Dans la portière s'encadrait un couple. Elle fixait au loin ses yeux profonds : l'eau brillante s'y reflétait, le soleil y dansait, mais elle ne voyait rien, car ses yeux étaient pleins de larmes .
Quand elle était entrée dans le wagon silencieux, surchauffé, j'avais pensé : "la pauvre créature !" Le front bas sous les cheveux rares, a robe usée, elle était sans charme, et sa jeunesse même paraissait pleine d'années. Lui, irradié e force, semblait couronné de rêve. Sans doute, ce rêve allait-il à cette belle étrangère qui, sous les dentelles, tout à l'heure, au quai de départ lui avait souri.

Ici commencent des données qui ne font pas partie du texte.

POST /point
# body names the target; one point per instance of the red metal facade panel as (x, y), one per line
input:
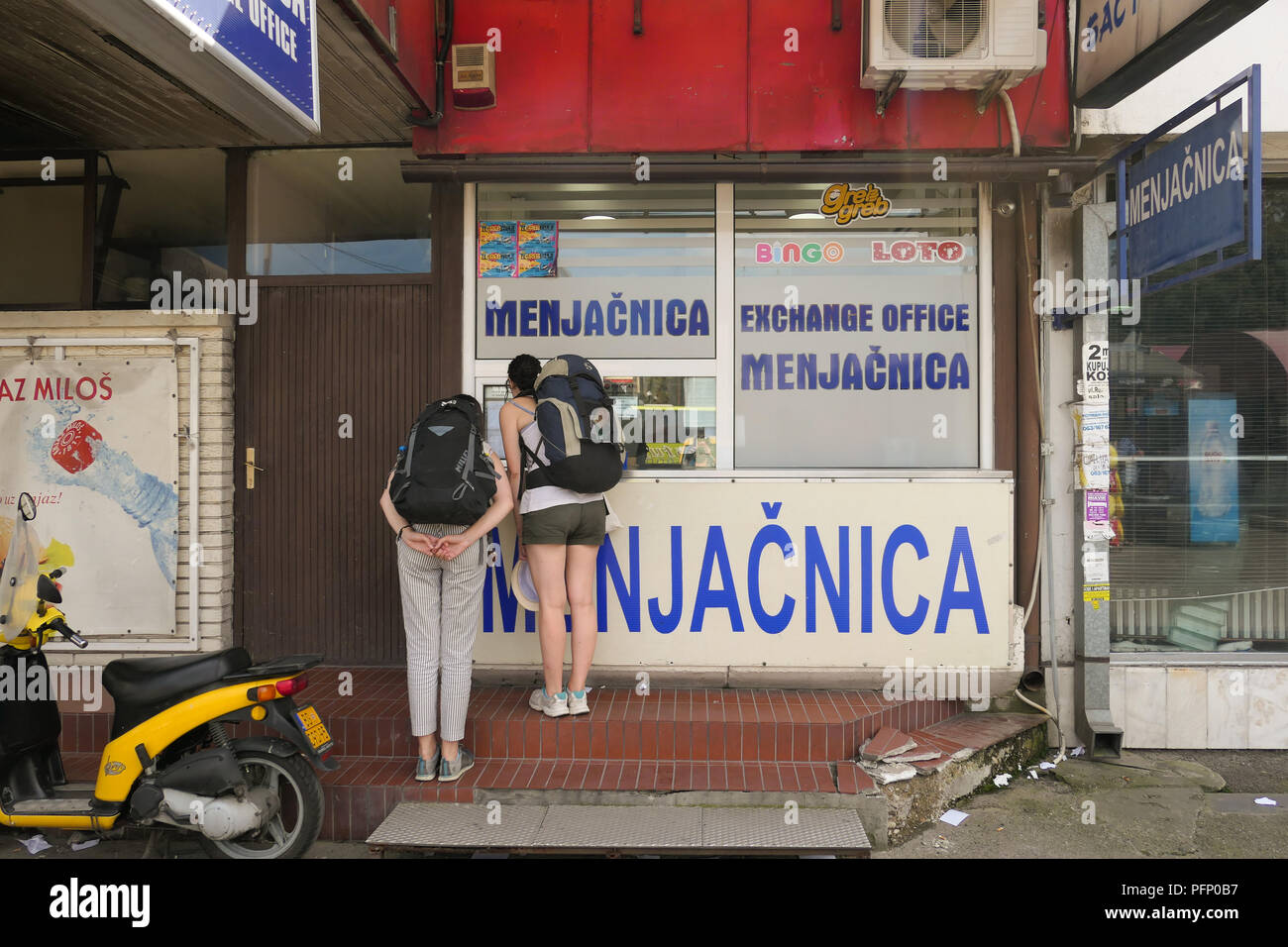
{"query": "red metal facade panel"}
(542, 80)
(681, 86)
(415, 42)
(572, 77)
(810, 99)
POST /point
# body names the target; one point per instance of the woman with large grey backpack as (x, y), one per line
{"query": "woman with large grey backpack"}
(563, 451)
(446, 491)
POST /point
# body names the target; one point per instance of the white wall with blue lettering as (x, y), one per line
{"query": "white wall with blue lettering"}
(787, 574)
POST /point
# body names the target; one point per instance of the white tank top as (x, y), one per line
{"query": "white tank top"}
(545, 497)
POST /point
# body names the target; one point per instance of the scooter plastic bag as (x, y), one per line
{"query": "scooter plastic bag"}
(18, 579)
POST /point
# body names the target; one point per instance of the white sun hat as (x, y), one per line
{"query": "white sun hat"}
(524, 589)
(522, 585)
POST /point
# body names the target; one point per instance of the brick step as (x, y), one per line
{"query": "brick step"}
(666, 724)
(368, 788)
(365, 789)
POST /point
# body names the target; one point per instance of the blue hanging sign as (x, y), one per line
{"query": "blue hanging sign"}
(1186, 198)
(271, 44)
(256, 59)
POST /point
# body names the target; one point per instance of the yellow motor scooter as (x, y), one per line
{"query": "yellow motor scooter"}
(170, 761)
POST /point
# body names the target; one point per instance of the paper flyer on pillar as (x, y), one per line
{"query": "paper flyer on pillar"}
(94, 442)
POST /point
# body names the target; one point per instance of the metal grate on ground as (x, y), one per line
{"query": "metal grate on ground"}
(678, 830)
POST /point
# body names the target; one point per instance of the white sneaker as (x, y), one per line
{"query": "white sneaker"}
(550, 705)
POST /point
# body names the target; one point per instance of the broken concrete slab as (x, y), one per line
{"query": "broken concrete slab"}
(917, 755)
(897, 772)
(889, 741)
(1137, 772)
(1247, 802)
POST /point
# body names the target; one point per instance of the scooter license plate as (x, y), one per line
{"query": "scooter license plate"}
(313, 728)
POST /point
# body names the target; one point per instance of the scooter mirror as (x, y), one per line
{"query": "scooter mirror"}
(48, 591)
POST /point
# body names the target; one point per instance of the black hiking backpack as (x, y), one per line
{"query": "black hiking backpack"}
(443, 474)
(584, 445)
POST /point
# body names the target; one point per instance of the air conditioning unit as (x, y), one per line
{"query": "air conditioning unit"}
(473, 76)
(951, 44)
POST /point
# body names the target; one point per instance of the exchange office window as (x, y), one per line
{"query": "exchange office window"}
(616, 274)
(1198, 423)
(40, 241)
(161, 213)
(335, 211)
(857, 326)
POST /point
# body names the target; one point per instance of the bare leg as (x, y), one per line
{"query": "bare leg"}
(580, 578)
(548, 574)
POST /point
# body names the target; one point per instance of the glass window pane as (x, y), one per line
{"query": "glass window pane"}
(669, 423)
(1198, 420)
(600, 269)
(162, 213)
(335, 211)
(857, 343)
(40, 241)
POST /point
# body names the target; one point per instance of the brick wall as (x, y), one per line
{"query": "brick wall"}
(214, 592)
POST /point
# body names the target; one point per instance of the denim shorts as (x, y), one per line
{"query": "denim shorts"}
(567, 525)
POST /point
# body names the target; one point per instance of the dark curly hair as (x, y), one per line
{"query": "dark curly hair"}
(523, 371)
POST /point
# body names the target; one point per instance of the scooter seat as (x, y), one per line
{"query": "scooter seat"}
(140, 681)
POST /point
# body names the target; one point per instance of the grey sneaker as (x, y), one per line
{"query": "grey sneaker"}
(426, 771)
(550, 705)
(450, 771)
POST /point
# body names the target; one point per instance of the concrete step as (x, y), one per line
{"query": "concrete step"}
(1216, 611)
(674, 830)
(1198, 625)
(666, 724)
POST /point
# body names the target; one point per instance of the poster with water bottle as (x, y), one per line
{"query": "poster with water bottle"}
(1214, 471)
(93, 441)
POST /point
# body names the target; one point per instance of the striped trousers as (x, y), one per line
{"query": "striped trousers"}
(442, 602)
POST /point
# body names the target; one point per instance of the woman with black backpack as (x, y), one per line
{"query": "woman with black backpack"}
(451, 482)
(559, 534)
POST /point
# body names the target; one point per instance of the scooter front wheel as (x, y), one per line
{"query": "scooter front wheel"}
(295, 826)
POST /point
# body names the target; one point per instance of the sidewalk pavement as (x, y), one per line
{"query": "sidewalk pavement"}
(1151, 804)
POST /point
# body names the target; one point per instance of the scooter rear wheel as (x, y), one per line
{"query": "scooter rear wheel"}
(299, 819)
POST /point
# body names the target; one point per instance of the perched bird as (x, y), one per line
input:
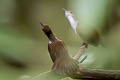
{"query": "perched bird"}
(59, 53)
(89, 38)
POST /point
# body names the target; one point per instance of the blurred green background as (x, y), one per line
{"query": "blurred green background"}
(23, 45)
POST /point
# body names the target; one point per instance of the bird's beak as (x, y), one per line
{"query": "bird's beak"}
(64, 9)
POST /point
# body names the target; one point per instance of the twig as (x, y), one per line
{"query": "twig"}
(65, 65)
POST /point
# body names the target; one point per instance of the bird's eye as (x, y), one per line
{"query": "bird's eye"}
(71, 12)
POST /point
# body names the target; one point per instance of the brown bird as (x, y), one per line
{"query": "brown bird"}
(59, 53)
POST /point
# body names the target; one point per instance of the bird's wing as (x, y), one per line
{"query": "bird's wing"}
(51, 50)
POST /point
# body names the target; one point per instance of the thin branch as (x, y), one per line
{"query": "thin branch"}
(80, 52)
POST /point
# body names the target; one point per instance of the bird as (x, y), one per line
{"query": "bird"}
(59, 54)
(93, 38)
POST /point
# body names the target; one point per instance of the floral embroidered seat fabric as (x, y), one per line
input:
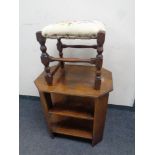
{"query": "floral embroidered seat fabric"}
(73, 30)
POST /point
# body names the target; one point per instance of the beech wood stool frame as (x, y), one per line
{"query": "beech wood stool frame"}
(46, 59)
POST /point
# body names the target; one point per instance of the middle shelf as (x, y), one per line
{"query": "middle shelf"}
(75, 110)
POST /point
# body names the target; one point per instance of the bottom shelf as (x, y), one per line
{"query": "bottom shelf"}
(73, 127)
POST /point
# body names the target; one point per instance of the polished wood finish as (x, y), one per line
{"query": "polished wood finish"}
(71, 106)
(99, 118)
(76, 80)
(46, 59)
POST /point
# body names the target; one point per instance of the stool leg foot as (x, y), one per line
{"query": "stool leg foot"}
(60, 48)
(98, 82)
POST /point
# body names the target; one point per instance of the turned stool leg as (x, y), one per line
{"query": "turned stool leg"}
(60, 48)
(99, 58)
(44, 57)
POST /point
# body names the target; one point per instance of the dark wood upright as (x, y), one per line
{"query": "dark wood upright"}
(71, 106)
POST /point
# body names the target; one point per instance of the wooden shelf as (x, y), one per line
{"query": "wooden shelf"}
(71, 105)
(75, 110)
(73, 127)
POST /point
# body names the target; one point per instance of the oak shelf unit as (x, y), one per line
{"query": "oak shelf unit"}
(71, 106)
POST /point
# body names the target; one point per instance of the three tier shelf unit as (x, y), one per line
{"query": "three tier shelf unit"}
(71, 105)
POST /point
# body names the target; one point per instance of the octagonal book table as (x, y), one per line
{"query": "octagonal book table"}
(71, 106)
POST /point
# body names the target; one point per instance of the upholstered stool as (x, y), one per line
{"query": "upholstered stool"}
(72, 30)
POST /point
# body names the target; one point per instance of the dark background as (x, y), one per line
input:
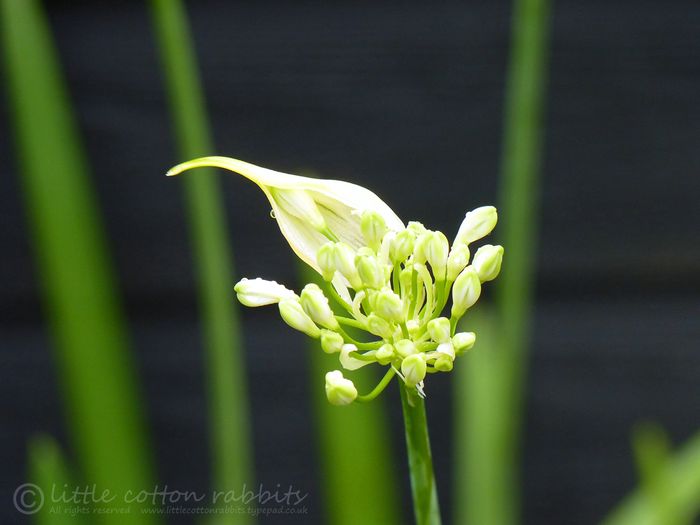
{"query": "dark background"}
(407, 100)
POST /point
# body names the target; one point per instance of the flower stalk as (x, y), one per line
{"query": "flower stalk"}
(420, 461)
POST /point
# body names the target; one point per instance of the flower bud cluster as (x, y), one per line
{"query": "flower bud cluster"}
(394, 285)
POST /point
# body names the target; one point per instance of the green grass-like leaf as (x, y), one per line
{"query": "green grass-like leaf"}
(492, 410)
(80, 296)
(229, 429)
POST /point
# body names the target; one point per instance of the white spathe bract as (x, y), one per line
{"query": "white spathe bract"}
(300, 203)
(259, 292)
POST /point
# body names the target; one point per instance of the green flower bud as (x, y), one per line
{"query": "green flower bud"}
(402, 246)
(339, 391)
(389, 305)
(370, 271)
(405, 347)
(299, 204)
(315, 303)
(345, 264)
(349, 362)
(457, 261)
(325, 257)
(439, 329)
(477, 224)
(294, 315)
(487, 262)
(463, 341)
(385, 354)
(373, 228)
(443, 363)
(331, 342)
(379, 327)
(436, 250)
(413, 369)
(465, 292)
(420, 247)
(416, 227)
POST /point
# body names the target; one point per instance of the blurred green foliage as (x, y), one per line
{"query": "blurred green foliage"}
(229, 427)
(92, 355)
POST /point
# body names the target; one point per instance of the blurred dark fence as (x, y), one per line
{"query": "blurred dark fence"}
(405, 99)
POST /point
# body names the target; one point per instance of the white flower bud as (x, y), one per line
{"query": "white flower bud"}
(439, 329)
(315, 303)
(345, 264)
(465, 292)
(436, 251)
(443, 363)
(405, 347)
(416, 227)
(299, 204)
(379, 327)
(331, 342)
(294, 315)
(339, 391)
(349, 362)
(487, 262)
(463, 341)
(370, 271)
(402, 246)
(259, 292)
(457, 261)
(389, 305)
(413, 369)
(446, 349)
(325, 257)
(385, 354)
(477, 224)
(373, 227)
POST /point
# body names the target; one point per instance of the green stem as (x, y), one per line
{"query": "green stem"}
(420, 461)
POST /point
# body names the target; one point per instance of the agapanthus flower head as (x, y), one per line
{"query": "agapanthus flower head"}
(392, 281)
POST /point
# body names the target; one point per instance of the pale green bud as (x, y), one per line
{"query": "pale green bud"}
(259, 292)
(463, 341)
(299, 204)
(465, 292)
(294, 315)
(349, 362)
(487, 262)
(339, 390)
(443, 364)
(406, 280)
(439, 329)
(477, 224)
(331, 342)
(370, 271)
(436, 251)
(457, 261)
(325, 258)
(405, 347)
(315, 303)
(389, 305)
(413, 369)
(345, 264)
(402, 246)
(420, 247)
(373, 227)
(379, 327)
(385, 354)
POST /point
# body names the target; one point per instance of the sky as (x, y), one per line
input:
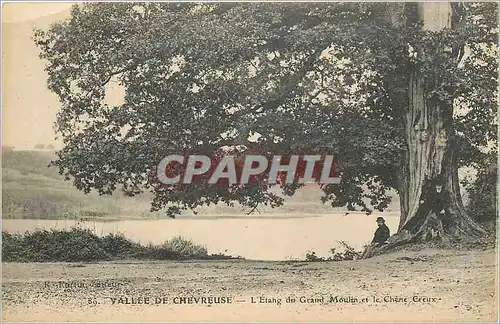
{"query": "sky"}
(28, 107)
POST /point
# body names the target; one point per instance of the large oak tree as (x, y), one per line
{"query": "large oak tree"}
(402, 94)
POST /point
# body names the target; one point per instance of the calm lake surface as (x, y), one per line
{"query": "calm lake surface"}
(258, 238)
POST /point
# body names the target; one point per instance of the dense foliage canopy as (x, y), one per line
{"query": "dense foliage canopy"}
(274, 77)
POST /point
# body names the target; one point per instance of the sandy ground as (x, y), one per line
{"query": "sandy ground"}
(456, 285)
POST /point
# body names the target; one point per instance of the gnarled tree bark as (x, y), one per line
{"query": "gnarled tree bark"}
(430, 200)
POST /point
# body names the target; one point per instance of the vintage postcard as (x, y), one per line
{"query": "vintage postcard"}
(249, 161)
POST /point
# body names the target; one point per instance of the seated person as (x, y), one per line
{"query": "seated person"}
(381, 234)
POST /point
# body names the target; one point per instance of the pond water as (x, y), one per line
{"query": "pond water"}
(276, 237)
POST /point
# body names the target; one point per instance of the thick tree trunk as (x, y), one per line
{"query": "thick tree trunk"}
(431, 204)
(430, 200)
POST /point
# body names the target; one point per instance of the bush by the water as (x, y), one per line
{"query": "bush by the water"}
(348, 253)
(82, 245)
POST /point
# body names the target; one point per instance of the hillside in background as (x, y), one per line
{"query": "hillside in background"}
(31, 189)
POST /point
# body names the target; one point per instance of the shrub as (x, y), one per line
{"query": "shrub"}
(185, 247)
(348, 253)
(82, 245)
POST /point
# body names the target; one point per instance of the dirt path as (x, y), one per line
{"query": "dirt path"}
(430, 285)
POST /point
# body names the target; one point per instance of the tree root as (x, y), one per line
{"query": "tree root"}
(430, 233)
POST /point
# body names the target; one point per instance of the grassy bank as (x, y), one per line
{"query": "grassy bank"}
(82, 245)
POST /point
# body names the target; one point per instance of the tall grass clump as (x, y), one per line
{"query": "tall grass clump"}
(345, 253)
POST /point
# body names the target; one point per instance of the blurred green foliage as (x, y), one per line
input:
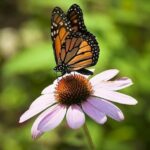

Aventure facilement devinée : le ménage modeste va passer quelques jours , longtemps attendus dans la station à la mode ; une idylle se noue, banale, entre la baigneuse riche, désoeuvrée et perverse, et le beau mâle ébloui, pris de vertige devant le luxe soudain révélé, les séductions insoupçonnées de l'élégance.
Puis la douleur de l'autre , l'humble, la laide qui aime, et sent qu'elle ne peut lutter ; douleur qui se contient, s'amasse dans l'âme et tout à coup, se cristallise dès l'ébranlement du train.
Oui cela sans doute, ou autre chose, mais sûrement l'écroulement d'un bonheur.
Les larmes coulaient, coulaient silencieuses. Il voulut l'attirer dans ses bras, elle le repoussa. Dominatrice la main virile s'abattit sur la poitrine qui palpitait , et saisit le sein libre sous la blouse flottante. Domptée par la brutale caresse, déjà reconquise dans sa chair, elle laissa les sanglots monter, révéler toute sa peine immense, le corps tremblait de souffrance et de désir, les mots de reproche et de passion jaillissaient pressés, dans un idiome inconnu ; et sa douleur sauvage lui faisaient une beauté. Alors, je sus, Nature, qu'il est quelque chose de plus grand que toi : le coeur qui souffre, et que plus profondes, plus mystérieuses que le lac sous le soleil d'été sont les larmes sous l'ardent Amour.